As you can see in the instructions, the sump is embedded in the concrete and only about 1/2" is out of the gunite so that the plaster can finish level with the top of the fixture.
 

JamesW

TFP Expert
Mar 2, 2011
24,208
Another problem is that the pipe is in the gunite, which creates a control joint type weak line in the gunite.
For example, if the gunite is 8" thick, it should be 4" on both sides of the rebar.

A 2.5" pvc pipe has an outside diameter of 2.875".

Behind the rebar, you have 2.875" of pipe, which means that the thickness of the concrete behind the pipe is only 1.125".

It's even less if you take the thickness of the rebar into consideration.

Also, the pipe will block most concrete from getting behind the pipe.

This is called "shadowing".

So, there's a line through the concrete that's really only 4" thick, which is likely to crack if there is any stress at all.
 

GrandLSU

Member
May 14, 2020
22
Baton Rouge, LA
For example, if the gunite is 8" thick, it should be 4" on both sides of the rebar.

A 2.5" pvc pipe has an outside diameter of 2.875".

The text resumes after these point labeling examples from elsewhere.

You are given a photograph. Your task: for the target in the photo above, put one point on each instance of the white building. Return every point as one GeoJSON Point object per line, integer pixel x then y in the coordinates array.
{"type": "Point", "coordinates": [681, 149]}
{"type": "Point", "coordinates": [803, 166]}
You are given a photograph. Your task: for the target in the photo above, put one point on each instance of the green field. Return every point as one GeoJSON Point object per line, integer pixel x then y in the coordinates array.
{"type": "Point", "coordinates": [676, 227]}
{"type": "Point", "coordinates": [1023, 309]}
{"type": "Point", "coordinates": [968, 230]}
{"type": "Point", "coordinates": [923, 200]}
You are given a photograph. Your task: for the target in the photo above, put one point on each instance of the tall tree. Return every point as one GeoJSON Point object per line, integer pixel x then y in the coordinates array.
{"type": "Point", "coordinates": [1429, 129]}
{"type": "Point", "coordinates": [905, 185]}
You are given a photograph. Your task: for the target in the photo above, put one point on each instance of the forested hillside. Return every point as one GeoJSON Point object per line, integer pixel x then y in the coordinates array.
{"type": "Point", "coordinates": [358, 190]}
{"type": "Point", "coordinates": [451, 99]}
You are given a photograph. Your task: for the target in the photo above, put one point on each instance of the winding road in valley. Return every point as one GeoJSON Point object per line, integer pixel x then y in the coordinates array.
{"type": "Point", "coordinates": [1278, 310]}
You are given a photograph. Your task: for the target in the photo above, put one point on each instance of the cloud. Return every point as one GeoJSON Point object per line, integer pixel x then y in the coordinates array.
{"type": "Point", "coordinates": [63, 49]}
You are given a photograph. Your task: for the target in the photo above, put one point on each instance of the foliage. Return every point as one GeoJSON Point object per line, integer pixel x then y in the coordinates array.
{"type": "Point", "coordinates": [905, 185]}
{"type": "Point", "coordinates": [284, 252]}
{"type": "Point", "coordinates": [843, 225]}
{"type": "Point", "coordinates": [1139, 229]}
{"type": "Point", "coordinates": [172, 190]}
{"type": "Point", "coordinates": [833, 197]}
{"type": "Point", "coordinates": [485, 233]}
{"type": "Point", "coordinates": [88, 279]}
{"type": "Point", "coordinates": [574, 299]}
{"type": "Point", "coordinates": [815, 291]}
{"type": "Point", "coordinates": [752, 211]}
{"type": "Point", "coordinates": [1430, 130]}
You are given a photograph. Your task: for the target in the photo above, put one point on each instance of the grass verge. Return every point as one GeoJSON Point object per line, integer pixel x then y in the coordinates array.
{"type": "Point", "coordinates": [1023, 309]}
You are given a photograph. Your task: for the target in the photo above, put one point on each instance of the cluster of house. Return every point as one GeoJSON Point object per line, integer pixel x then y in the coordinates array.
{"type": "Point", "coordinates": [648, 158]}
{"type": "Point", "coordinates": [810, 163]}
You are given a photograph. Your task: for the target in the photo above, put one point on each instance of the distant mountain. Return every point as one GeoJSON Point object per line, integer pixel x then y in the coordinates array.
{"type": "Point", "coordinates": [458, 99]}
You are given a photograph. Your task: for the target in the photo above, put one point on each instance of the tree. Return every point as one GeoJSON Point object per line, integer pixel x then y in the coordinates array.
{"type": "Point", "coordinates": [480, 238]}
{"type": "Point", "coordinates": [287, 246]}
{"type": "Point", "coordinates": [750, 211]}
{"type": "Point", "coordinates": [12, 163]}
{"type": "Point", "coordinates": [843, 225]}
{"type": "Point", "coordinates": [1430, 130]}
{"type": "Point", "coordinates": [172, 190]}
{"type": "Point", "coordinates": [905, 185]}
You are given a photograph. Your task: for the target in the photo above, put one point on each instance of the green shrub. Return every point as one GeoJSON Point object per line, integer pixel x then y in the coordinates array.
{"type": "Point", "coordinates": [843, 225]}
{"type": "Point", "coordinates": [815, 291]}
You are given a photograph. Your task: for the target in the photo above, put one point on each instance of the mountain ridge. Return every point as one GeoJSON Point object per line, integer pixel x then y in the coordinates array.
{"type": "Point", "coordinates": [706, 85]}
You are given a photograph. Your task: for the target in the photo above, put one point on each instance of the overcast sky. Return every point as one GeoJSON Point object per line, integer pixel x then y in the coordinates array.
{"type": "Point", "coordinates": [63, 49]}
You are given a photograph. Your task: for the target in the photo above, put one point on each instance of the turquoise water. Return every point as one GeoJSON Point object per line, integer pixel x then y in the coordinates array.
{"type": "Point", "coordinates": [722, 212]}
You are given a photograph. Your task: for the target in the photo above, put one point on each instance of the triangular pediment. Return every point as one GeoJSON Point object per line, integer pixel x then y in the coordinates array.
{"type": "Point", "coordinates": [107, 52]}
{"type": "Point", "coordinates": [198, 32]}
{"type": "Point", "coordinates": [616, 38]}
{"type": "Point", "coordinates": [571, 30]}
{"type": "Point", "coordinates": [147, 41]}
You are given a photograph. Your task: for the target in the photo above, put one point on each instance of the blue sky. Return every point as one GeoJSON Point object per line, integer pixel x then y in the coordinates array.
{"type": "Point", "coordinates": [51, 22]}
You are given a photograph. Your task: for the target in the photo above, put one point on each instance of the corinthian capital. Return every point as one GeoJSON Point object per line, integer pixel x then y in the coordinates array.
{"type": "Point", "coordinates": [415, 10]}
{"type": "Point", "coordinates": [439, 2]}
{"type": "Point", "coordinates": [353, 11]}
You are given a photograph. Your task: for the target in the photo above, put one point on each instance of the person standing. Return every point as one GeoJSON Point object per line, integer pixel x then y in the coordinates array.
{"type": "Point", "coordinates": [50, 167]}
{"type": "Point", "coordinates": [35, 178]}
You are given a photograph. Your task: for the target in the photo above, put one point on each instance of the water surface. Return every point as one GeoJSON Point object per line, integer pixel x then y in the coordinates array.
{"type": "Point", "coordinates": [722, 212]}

Behind the rebar, you have 2.875" of pipe, which means that the thickness of the concrete behind the pipe is only 1.125".

It's even less if you take the thickness of the rebar into consideration.

Also, the pipe will block most concrete from getting behind the pipe.

This is called "shadowing".

So, there's a line through the concrete that's really only 4" thick, which is likely to crack if there is any stress at all.

I think (hope) it may not be as bad as it looks in the picture that you are looking at. See the two below pictures. It appears they dug a channel through the dirt for the pipe to go in. It appears the pipe is recessed into that channel, meaning in theory the vertical portion of the the pipe doesn't eat into the 8" thick gunite shell at all.